4. Potential Therapeutic Applications of Mitochondria-Targeting Agents Across Different Stages of the Parasite Life Cycle

Historically, malaria drug development has concentrated on the asexual blood stage of Plasmodium parasites, the clinically relevant phase responsible for symptoms such as fever, anemia, cerebral malaria, and metabolic acidosis. These complications result from the rupture of infected erythrocytes, triggering inflammation and the release of parasitic by-products. This stage has remained the primary target for antimalarial therapies due to its direct involvement in disease pathology and accessibility to systemic drugs. Consequently, most approved antimalarials act on intraerythrocytic parasites to reduce parasite load and alleviate symptoms. However, the emergence of P. falciparum strains resistant to frontline treatments, including ACTs, underscores the limitations of this single-stage focus. Resistance has rapidly developed to all blood-stage antimalarials, threatening treatment efficacy and global control efforts. To address these challenges and support eradication goals, research is shifting toward developing next-generation drugs with novel mechanisms and multi-stage activity aimed not only at treating acute infection but also at preventing infection and blocking transmission.

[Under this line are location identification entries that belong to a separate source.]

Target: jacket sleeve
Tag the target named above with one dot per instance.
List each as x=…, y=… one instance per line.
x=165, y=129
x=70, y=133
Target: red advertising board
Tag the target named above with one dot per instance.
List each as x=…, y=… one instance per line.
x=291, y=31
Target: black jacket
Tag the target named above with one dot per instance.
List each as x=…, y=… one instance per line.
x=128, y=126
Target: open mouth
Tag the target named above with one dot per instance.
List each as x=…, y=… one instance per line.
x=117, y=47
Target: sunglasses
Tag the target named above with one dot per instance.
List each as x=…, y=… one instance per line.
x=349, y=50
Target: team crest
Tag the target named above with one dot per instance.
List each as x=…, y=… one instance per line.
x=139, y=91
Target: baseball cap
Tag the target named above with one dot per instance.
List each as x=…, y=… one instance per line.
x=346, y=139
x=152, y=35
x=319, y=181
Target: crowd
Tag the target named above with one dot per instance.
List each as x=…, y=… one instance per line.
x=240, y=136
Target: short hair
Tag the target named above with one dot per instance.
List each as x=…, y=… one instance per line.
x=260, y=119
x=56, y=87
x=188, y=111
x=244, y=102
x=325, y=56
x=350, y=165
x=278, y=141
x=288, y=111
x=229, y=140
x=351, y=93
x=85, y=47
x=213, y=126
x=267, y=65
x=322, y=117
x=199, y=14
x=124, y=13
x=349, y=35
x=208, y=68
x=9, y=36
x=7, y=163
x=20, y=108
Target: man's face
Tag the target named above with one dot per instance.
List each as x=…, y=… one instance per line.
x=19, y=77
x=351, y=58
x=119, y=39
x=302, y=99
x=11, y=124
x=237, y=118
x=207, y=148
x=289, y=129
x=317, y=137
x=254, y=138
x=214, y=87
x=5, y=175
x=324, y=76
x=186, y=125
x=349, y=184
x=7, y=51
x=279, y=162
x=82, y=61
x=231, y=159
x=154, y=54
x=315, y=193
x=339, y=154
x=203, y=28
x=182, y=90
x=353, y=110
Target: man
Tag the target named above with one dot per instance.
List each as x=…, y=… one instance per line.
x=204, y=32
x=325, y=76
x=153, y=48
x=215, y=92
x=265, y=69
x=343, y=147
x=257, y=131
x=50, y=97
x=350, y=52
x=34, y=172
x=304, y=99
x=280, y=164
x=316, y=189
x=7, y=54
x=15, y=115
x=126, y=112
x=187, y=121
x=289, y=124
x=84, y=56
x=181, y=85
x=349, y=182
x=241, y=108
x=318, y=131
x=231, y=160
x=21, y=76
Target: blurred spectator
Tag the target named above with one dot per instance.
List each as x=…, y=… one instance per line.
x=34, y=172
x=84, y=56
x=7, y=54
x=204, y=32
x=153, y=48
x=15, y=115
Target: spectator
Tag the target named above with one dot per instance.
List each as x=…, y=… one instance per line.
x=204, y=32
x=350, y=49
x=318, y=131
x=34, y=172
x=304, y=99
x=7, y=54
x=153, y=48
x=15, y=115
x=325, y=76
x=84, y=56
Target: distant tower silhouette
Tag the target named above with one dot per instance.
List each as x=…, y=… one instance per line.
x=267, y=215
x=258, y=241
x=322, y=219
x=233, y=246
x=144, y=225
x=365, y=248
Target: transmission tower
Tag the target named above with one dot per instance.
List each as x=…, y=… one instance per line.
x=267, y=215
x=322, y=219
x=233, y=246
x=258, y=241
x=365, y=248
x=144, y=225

To support this approach, the global malaria research community, introduced a framework of target candidate profiles (TCPs) and target product profiles [94]. These TCPs classify compounds based on activity against specific Plasmodium life stages. For P. falciparum, the following three are especially relevant: TCP-1—targets asexual blood stages (symptomatic); TCP-4—targets liver stages (asymptomatic); and TCP-5—targets sexual stages responsible for transmission.

Each stage represents a potential bottleneck in the parasite life cycle and, thus, a valuable target for intervention. Importantly, all human-infecting stages of Plasmodium depend to varying extents on mitochondrial functions essential for survival, including energy metabolism, pyrimidine and heme biosynthesis, and redox balance. The mitochondrion, therefore, presents a promising target for the development of multi-stage antimalarial agents.

Table 1. Specific molecular targets of the mitochondrial inhibitors discussed in Section 3 and the related Plasmodium life stages affected in the human host. ABSs, asexual blood stages; ALA/SFC, 5-aminolevulinic acid/sodium ferrous citrate; ART, artemisinin; LSs, liver stages; ND, not detected; PfACO, Plasmodium falciparum aconitase; PfDHODH, Plasmodium falciparum dihydroorotate dehydrogenase; PfFH, Plasmodium falciparum fumarate hydratase; PfMQO, Plasmodium falciparum malate-quinone oxidoreductase; PfNADH2, Plasmodium falciparum type II NADH dehydrogenase; ROS, reactive oxygen species; SBS, sexual blood stages; (+), active; (−), inactive.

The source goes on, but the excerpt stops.